Book Review

American Dirt's book cover

I have lived long and have read thousands of books, mostly in English, my native language, but also in German and Spanish, from classics – Dickens, Twain, Dostoevsky, Goethe, Garcia Marquez et.al. to detective and, especially, spy stories, but never have I read a book that affected me more than American dirt, by an author I'd never heard of. Is it a better book than or even as good as those classics? Not at all, they will retain their laurels, but they were then, this is now.

Lydia Quixano Pérez runs a bookstore in Acapulco, Mexico, where she lives with her husband, Sebastián, who is a crusading investigative journalist, and their eight-year-old son, Luca. Sebastián eventually writes an article about the new narco cartel, Los jardineros, who have taken over Acapulco. His courage and honesty amount to death warrants, however, for him and his whole family. When the sicaros arrive at a family reunion with murderous intent, Lydia and Luca happen to be in the bathroom, and are able to escape before they are found. The intention was to kill the entire family as revenge for the Sebastián's article, so Lydia and Luca will have to flee Acapulco, setting them on a long journey to el norte, aka the United States.

The book is very much a page-turner. Stephen King, in a blurb, dared anyone to read the first seven page and be able to put it down. I couldn't, except to sleep. President Trump isn't named, but if you disliked him before because of his efforts to build a wall and shoot to kill “migrants” from Mexico and Central America, after reading this book you will find it hard not hate him. The migrants travel on the roof of a rumbling freight train called “la bestia”; awaiting them in “el norte” is a beast called “the Ronald”. I won't spoil it here by telling you if Lydia and Luca, and some friends they acquire on the journey, succeed in escaping both. You'd have to ask why would a young woman accompanied by only an eight-year-old child - and many others like her - undertake such a perilous journey. The answer is they have no choice: it's either that or death, or worse, at home. It offers at least some hope.

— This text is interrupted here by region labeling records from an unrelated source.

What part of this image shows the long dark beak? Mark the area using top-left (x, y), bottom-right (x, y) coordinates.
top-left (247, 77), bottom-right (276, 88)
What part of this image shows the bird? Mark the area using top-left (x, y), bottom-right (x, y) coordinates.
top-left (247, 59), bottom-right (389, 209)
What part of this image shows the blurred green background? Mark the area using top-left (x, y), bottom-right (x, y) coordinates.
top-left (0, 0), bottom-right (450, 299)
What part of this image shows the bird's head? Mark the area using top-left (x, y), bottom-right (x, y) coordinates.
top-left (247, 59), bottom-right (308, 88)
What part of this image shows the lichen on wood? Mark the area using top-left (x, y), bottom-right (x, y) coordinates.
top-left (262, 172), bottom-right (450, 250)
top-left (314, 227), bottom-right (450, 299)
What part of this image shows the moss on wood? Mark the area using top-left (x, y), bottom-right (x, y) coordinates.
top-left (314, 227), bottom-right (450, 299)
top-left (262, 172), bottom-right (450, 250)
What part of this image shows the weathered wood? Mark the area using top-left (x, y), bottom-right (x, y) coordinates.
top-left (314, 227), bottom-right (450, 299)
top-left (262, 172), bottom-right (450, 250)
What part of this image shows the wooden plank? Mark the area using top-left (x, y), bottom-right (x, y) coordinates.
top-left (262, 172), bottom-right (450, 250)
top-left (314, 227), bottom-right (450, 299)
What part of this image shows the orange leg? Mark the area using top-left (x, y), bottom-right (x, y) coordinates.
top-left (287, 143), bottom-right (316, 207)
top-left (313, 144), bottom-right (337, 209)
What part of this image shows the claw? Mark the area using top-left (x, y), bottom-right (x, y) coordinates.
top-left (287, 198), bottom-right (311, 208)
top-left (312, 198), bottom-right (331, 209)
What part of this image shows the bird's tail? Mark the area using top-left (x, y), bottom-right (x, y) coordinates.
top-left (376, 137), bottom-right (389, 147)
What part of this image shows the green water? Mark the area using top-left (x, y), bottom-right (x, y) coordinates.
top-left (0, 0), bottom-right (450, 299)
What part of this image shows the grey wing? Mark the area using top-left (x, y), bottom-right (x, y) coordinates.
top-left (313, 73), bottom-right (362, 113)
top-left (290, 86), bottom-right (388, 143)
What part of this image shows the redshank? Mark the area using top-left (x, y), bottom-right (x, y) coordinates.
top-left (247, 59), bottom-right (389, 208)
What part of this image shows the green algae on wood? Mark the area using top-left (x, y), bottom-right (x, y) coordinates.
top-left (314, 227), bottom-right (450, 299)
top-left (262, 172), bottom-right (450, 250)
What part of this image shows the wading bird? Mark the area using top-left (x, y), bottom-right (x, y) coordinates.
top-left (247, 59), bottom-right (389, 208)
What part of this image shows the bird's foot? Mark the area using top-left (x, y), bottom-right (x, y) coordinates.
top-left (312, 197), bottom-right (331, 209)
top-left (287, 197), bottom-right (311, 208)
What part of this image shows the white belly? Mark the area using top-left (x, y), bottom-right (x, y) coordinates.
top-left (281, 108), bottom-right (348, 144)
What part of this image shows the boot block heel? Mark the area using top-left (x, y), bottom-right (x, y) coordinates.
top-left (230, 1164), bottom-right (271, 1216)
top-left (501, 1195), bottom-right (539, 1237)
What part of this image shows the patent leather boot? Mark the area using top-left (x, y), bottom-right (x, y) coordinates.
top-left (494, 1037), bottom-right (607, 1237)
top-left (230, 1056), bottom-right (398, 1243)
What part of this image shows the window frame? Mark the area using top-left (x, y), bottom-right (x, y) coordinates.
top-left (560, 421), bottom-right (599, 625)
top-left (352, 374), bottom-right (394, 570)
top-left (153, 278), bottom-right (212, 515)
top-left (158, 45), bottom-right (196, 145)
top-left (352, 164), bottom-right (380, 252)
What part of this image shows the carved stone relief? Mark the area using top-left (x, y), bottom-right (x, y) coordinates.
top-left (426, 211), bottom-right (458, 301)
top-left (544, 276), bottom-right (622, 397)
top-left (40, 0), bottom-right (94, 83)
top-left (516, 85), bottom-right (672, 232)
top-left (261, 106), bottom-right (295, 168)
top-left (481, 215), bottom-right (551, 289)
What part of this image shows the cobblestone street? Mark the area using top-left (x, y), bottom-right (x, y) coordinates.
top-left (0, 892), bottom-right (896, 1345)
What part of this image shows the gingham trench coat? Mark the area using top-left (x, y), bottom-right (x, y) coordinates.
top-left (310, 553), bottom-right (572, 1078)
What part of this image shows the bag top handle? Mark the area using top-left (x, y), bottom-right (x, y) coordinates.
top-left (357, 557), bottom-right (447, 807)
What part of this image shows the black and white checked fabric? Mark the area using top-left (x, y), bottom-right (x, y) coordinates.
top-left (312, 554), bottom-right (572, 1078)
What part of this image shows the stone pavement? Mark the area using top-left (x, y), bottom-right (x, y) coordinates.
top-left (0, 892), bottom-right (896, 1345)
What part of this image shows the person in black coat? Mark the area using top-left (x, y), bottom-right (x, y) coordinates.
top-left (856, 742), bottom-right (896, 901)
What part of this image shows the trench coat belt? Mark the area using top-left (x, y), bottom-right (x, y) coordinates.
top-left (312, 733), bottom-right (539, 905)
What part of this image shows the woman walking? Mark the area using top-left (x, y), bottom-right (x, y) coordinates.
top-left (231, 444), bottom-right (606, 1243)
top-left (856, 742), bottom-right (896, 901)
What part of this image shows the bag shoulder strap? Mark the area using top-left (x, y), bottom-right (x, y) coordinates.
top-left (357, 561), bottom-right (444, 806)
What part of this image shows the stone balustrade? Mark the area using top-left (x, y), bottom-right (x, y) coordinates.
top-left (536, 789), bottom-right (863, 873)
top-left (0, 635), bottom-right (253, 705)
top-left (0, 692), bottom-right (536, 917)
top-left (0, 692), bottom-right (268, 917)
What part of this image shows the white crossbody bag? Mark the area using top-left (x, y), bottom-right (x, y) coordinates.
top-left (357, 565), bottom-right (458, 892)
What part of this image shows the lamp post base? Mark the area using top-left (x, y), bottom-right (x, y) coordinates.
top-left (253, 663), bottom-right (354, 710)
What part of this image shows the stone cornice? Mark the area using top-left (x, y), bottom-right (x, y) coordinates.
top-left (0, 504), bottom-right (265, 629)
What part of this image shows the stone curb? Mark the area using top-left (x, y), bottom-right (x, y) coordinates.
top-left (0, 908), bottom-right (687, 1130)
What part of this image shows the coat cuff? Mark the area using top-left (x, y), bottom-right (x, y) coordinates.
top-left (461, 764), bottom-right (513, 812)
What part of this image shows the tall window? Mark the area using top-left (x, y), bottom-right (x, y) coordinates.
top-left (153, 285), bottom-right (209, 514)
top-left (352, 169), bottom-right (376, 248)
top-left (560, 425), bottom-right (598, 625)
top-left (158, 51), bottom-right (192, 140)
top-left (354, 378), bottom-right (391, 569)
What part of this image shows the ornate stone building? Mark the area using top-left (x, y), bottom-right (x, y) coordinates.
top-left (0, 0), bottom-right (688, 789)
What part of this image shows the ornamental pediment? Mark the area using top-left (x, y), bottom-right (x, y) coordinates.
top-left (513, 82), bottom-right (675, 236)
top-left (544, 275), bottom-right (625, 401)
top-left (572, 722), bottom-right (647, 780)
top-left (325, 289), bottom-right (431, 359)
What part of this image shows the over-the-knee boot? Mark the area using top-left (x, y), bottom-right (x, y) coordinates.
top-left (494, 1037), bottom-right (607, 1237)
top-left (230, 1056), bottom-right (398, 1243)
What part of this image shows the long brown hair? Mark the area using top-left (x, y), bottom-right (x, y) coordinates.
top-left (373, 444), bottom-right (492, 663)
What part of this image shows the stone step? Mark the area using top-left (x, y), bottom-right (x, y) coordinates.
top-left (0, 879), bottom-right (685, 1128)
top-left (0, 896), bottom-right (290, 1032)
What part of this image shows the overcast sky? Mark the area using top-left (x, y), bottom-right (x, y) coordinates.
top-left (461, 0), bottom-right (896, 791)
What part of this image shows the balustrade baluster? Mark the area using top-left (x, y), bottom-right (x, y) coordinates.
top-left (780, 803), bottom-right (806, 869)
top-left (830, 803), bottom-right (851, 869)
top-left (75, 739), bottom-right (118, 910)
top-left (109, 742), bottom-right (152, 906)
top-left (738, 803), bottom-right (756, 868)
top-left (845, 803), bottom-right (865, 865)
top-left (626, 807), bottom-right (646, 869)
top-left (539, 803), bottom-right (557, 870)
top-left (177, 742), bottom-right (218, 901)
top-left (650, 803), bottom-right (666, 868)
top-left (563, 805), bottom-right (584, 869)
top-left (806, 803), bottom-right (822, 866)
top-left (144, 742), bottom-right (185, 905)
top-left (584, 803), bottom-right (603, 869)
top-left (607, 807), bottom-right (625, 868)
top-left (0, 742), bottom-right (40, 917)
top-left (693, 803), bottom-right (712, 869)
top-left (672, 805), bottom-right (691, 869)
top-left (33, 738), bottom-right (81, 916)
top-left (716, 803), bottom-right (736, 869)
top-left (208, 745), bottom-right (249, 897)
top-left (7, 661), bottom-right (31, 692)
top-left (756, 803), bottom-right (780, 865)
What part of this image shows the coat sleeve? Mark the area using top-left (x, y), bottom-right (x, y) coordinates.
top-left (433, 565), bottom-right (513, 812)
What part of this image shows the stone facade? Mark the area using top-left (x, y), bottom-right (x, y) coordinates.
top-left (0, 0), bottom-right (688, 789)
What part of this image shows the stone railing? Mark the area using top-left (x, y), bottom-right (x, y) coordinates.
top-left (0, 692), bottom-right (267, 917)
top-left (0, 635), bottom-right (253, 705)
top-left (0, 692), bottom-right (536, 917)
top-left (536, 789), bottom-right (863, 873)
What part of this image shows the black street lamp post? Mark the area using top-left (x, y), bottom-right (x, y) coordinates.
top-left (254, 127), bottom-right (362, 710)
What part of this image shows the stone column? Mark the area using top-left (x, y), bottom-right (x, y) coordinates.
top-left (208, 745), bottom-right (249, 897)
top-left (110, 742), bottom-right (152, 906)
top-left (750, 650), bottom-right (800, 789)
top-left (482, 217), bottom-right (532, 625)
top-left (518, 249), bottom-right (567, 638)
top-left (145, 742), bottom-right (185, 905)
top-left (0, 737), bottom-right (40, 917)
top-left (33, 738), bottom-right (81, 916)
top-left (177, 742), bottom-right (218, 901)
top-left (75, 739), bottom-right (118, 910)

The book has been criticized in Amazon by a few Mexicans who are scandalized that an “Anglo” would dare to write about the adventures and sufferings of Latinos and, according to them, the story contains some inaccuracies. They seem to have forgotten or never realized that this is a novel, not a documentary, and it tells a story of fictional human beings whose cries and loving actions serve immeasurably better than any documentary to awaken the minds of multitudes to a true inhuman situation which must be corrected … somehow, sometime, and soon.